Prolongamento
Benfica convence Ministério Público e caso dos emails será analisado em Lisboa
Redação
2021-03-25 09:30:00
Ministério Público concorda com argumentos apresentados pelos encarnados

O Ministério Público concorda com o Benfica e entende que a fase de instrução do processo dos emails deverá ser realizada em Lisboa e não em Matosinhos.

Adianta o Jornal de Notícias, nesta quinta-feira, que, embora os emails tenham sido divulgados no Porto Canal, sediado em Matosinhos, entende o Ministério Público que o processo deverá ser avaliado na comarca do domicilio do ofendido, o Benfica, com sede no Estádio da Luz, na capital portuguesa.
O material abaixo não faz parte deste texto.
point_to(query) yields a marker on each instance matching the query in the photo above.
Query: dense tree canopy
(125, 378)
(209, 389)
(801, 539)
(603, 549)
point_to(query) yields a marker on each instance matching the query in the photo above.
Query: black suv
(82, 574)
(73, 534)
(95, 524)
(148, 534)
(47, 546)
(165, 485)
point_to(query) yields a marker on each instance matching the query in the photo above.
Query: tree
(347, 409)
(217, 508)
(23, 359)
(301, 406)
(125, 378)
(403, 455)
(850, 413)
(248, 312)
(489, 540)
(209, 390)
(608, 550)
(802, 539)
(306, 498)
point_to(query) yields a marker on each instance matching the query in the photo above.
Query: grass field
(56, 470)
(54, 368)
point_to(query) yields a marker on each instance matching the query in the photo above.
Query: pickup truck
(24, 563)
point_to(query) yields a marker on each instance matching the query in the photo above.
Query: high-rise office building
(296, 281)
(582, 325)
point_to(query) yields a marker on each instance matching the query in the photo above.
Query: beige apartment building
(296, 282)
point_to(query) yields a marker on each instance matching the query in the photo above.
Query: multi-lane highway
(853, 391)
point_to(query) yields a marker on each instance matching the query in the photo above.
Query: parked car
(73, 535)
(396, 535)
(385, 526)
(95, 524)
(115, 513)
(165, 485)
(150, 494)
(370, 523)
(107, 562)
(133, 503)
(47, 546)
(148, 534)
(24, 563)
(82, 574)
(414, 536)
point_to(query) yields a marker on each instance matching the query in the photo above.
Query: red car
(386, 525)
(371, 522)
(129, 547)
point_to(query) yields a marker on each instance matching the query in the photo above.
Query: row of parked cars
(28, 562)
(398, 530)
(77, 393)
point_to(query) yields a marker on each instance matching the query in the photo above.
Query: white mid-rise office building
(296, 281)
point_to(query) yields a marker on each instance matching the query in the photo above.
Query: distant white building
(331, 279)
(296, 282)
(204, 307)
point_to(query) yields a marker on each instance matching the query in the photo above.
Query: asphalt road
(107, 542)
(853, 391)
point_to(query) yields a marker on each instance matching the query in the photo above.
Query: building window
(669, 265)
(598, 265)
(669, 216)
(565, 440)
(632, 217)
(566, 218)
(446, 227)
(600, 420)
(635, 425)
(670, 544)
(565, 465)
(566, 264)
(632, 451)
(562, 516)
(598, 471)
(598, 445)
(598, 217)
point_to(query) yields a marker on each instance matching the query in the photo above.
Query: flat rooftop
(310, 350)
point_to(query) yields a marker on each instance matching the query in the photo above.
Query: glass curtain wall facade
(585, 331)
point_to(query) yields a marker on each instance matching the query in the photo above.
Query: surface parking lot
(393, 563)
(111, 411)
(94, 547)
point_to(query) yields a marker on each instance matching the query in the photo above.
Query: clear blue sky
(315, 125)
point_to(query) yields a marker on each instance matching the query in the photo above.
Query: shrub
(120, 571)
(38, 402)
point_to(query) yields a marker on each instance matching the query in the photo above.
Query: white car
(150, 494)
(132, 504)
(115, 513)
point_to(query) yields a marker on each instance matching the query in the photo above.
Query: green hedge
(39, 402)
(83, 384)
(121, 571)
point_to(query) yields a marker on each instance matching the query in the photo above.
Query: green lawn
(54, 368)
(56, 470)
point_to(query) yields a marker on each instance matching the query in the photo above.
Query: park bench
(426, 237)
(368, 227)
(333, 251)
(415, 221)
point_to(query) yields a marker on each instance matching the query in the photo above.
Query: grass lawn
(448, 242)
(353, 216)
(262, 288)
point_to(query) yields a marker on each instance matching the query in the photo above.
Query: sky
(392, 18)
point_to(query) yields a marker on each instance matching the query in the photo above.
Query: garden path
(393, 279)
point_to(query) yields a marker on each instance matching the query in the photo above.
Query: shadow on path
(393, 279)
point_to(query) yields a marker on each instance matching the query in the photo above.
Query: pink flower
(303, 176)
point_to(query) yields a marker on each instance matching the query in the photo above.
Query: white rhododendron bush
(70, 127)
Assim, caberá ao Tribunal de Instrução Criminal (TIC), de Lisboa, realizar a fase de instrução deste caso.

A inquirição, à semelhança das restantes sessões da fase de instrução, serão à porta fechada, exceto o debate instrutório – ainda sem data marcada – que deverá ser à porta aberta.
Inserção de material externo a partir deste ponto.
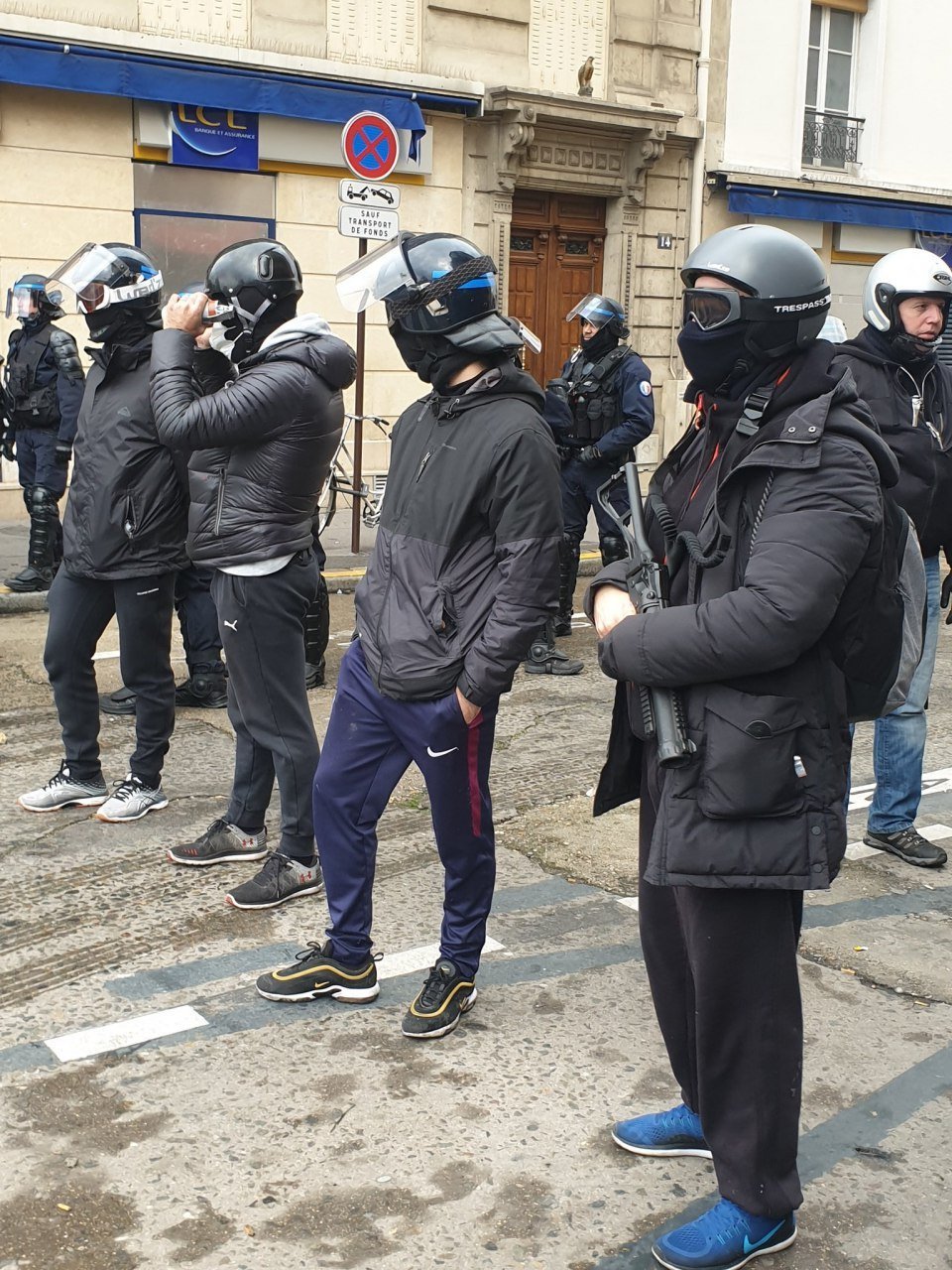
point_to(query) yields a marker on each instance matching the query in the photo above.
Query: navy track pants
(371, 742)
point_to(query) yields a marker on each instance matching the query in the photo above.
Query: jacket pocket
(751, 763)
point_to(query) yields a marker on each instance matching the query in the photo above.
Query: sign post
(371, 150)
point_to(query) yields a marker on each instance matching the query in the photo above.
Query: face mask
(714, 356)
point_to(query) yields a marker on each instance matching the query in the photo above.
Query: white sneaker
(63, 790)
(131, 802)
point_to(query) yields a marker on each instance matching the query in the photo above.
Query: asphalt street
(157, 1112)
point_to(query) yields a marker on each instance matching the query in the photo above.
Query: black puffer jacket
(127, 508)
(466, 563)
(765, 699)
(264, 441)
(919, 436)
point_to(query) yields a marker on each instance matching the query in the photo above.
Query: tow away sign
(368, 194)
(354, 220)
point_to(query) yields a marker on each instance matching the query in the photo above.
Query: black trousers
(80, 608)
(722, 968)
(261, 621)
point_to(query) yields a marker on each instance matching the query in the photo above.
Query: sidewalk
(343, 571)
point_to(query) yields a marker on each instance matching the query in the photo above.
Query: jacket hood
(507, 380)
(307, 339)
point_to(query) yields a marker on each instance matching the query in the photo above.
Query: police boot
(612, 549)
(569, 553)
(44, 520)
(316, 636)
(544, 657)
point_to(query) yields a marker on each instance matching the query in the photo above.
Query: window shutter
(562, 33)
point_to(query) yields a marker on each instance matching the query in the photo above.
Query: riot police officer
(42, 395)
(608, 391)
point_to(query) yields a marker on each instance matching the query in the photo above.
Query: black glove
(589, 456)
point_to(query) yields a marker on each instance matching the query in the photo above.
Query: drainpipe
(698, 176)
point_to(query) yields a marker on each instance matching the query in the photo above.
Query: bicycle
(339, 483)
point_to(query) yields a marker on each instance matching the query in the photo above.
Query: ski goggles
(94, 277)
(716, 307)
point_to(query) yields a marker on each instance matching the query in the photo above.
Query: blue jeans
(898, 738)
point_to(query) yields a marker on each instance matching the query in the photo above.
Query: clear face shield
(94, 277)
(23, 302)
(375, 276)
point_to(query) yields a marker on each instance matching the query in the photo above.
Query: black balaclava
(601, 343)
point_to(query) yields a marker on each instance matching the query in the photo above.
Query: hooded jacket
(912, 411)
(263, 440)
(127, 508)
(466, 563)
(762, 801)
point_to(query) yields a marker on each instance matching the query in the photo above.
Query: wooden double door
(555, 259)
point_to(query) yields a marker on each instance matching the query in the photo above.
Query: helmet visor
(593, 309)
(375, 276)
(23, 300)
(710, 309)
(94, 277)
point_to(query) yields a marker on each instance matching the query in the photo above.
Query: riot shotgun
(661, 708)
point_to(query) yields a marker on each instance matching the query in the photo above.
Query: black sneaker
(280, 880)
(443, 998)
(316, 973)
(122, 701)
(220, 843)
(203, 691)
(909, 844)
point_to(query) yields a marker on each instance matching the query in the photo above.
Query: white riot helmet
(898, 276)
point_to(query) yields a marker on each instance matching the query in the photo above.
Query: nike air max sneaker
(724, 1238)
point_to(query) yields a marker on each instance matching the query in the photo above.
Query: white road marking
(130, 1032)
(419, 959)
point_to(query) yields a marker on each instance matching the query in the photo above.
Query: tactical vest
(30, 405)
(593, 394)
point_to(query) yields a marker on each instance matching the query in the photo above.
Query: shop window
(830, 134)
(212, 22)
(375, 32)
(562, 33)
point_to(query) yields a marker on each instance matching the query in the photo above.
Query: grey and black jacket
(128, 503)
(262, 441)
(466, 563)
(762, 802)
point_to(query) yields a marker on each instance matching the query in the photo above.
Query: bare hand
(184, 313)
(467, 708)
(612, 606)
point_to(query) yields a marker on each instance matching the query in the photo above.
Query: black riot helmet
(787, 295)
(262, 282)
(439, 293)
(114, 286)
(28, 303)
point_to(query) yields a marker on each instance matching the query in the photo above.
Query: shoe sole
(338, 993)
(127, 820)
(734, 1265)
(217, 860)
(73, 802)
(905, 858)
(701, 1152)
(444, 1032)
(275, 903)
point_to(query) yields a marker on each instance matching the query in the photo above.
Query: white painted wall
(901, 73)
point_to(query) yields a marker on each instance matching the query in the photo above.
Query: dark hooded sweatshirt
(466, 564)
(263, 443)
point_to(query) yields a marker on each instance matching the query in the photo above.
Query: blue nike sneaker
(724, 1238)
(666, 1133)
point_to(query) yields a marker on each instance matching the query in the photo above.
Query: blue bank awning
(117, 72)
(841, 209)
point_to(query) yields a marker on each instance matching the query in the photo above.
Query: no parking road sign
(371, 145)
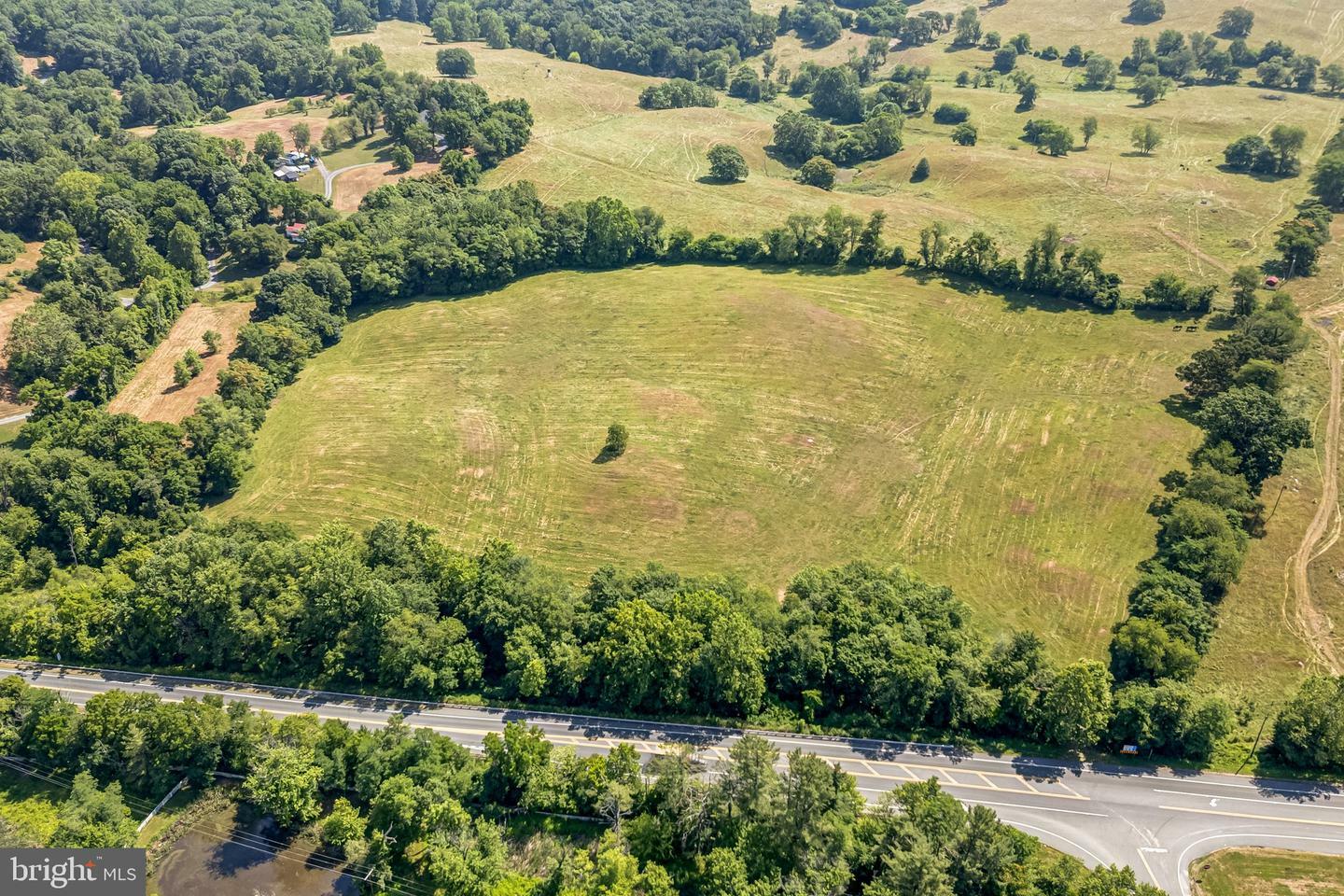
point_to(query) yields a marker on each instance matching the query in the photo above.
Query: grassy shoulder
(1267, 872)
(28, 806)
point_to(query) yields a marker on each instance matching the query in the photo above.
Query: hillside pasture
(1175, 210)
(152, 395)
(776, 419)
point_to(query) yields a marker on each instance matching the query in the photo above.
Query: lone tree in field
(818, 172)
(617, 440)
(1246, 280)
(1147, 9)
(1147, 137)
(455, 63)
(268, 144)
(180, 373)
(1236, 21)
(1089, 129)
(726, 162)
(301, 133)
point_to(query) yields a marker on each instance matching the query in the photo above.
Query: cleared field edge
(11, 308)
(483, 415)
(152, 395)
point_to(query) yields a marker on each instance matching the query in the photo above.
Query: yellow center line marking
(1240, 814)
A instrução do processo dos emails, em que são arguidos o diretor de comunicação do FC Porto, Francisco J. Marques, o antigo diretor do Porto Canal Júlio Magalhães e um comentador, foi adiada ‘sine die’ (sem data), recentemente.

Em fevereiro de 2020, o Ministério Público, no Departamento Central de Investigação e Ação Penal (DCIAP), acusou Francisco J. Marques de seis crimes de violação de correspondência ou de telecomunicações, três dos quais agravados, e um crime de acesso indevido.
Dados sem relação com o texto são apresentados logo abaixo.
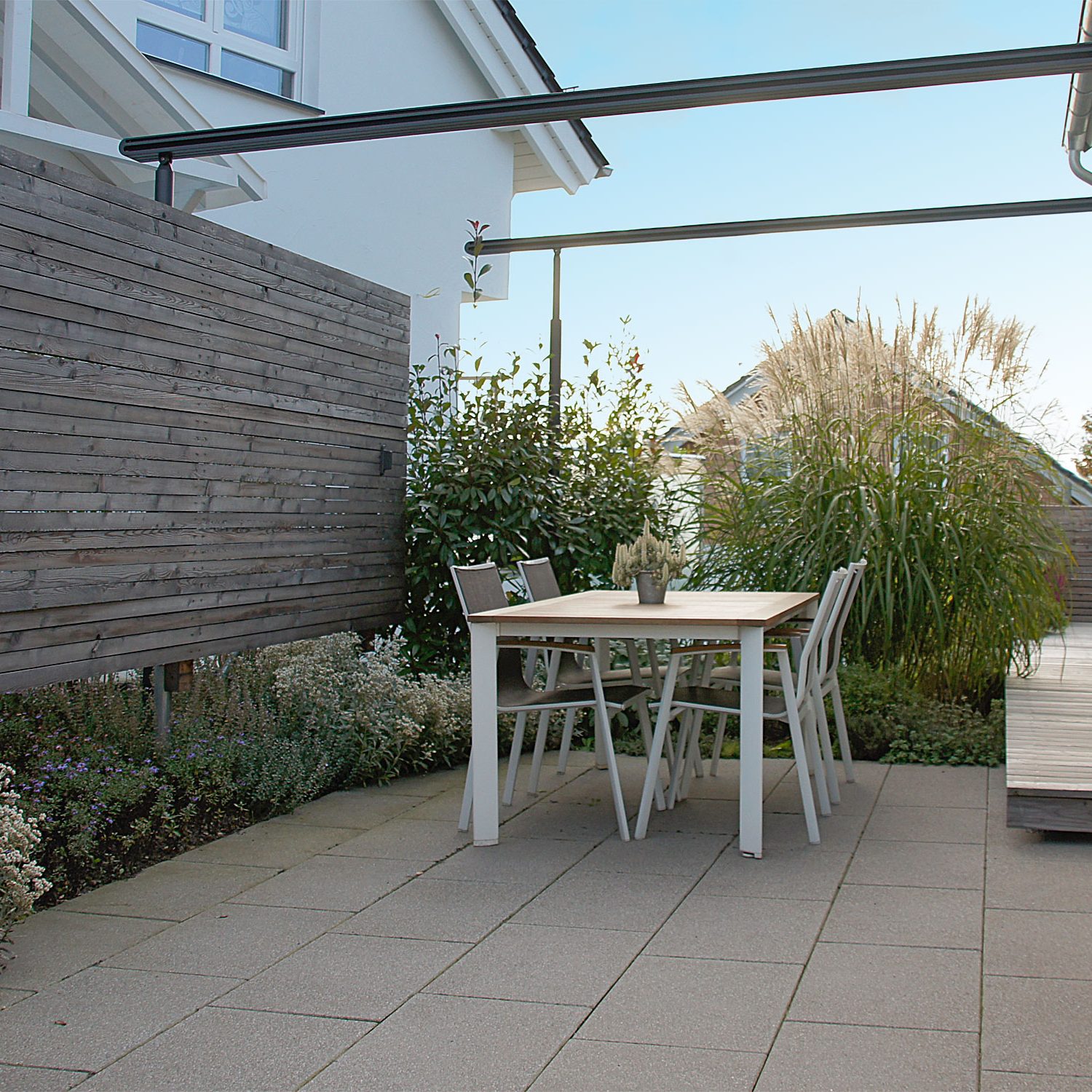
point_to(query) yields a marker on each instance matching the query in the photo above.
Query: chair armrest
(542, 644)
(700, 650)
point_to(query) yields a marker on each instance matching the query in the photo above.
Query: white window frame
(211, 32)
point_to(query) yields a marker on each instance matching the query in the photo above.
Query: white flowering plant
(22, 879)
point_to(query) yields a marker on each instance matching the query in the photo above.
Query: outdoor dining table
(684, 616)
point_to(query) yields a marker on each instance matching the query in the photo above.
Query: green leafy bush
(876, 450)
(493, 478)
(887, 719)
(22, 878)
(257, 735)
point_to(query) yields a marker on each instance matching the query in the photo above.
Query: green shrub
(258, 735)
(22, 878)
(873, 449)
(491, 478)
(887, 719)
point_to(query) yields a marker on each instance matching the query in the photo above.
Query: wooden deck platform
(1048, 725)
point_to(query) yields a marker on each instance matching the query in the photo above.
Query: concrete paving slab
(542, 963)
(919, 864)
(54, 943)
(231, 1051)
(773, 930)
(173, 890)
(351, 976)
(930, 989)
(725, 786)
(441, 910)
(697, 816)
(927, 825)
(454, 1043)
(330, 882)
(937, 786)
(1040, 874)
(869, 1059)
(993, 1081)
(1037, 943)
(34, 1079)
(838, 834)
(666, 854)
(721, 1004)
(406, 840)
(1039, 1026)
(271, 844)
(638, 1067)
(567, 820)
(357, 808)
(443, 807)
(233, 941)
(92, 1019)
(606, 901)
(513, 860)
(930, 917)
(858, 797)
(781, 874)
Júlio Magalhães está acusado de três crimes de violação de correspondência ou de telecomunicações, agravados, enquanto Diogo Faria, comentador no programa ‘Universo Porto – da Bancada’, do Porto Canal, através do qual foram revelados os conteúdos dos emails do Benfica, está acusado de um crime de violação de correspondência ou de telecomunicações e outro de acesso indevido.

Na acusação particular deduzida pelo Benfica são também imputados a Francisco J. Marques seis crimes de ofensa a pessoa coletiva agravados, cinco a Júlio Magalhães e um a Diogo Faria.

Entre 18 de abril de 2017 e 20 de fevereiro de 2018, ao longo de cerca de 20 programas do Universo Porto da Bancada, Francisco J. Marques “revelou cerca de 55 mensagens de correio eletrónico trocadas entre colaboradores do grupo Benfica e entre estes e terceiros”.

Quanto ao então diretor do Porto Canal, a procuradora do DCIAP Vera Camacho considera que Júlio Magalhães “sabia que nos programas iriam ser revelados emails de terceiros”, mas que “nada fez para impedir tais transmissões”.

“O arguido Júlio de Serpa Magalhães, na qualidade de diretor-geral do Porto Canal, tinha a capacidade de impedir a transmissão dos programas Universo Porto da Bancada na modalidade de inclusão da rubrica de divulgação de emails do Benfica, mas optou por não fazê-lo, aderindo, dessa forma, à prática de revelação de que foi conduzida por Francisco J. Marques”, sustenta o MP.

A instrução é uma fase facultativa que visa decidir por um Juiz de Instrução Criminal (JIC) se o processo segue e em que moldes para julgamento.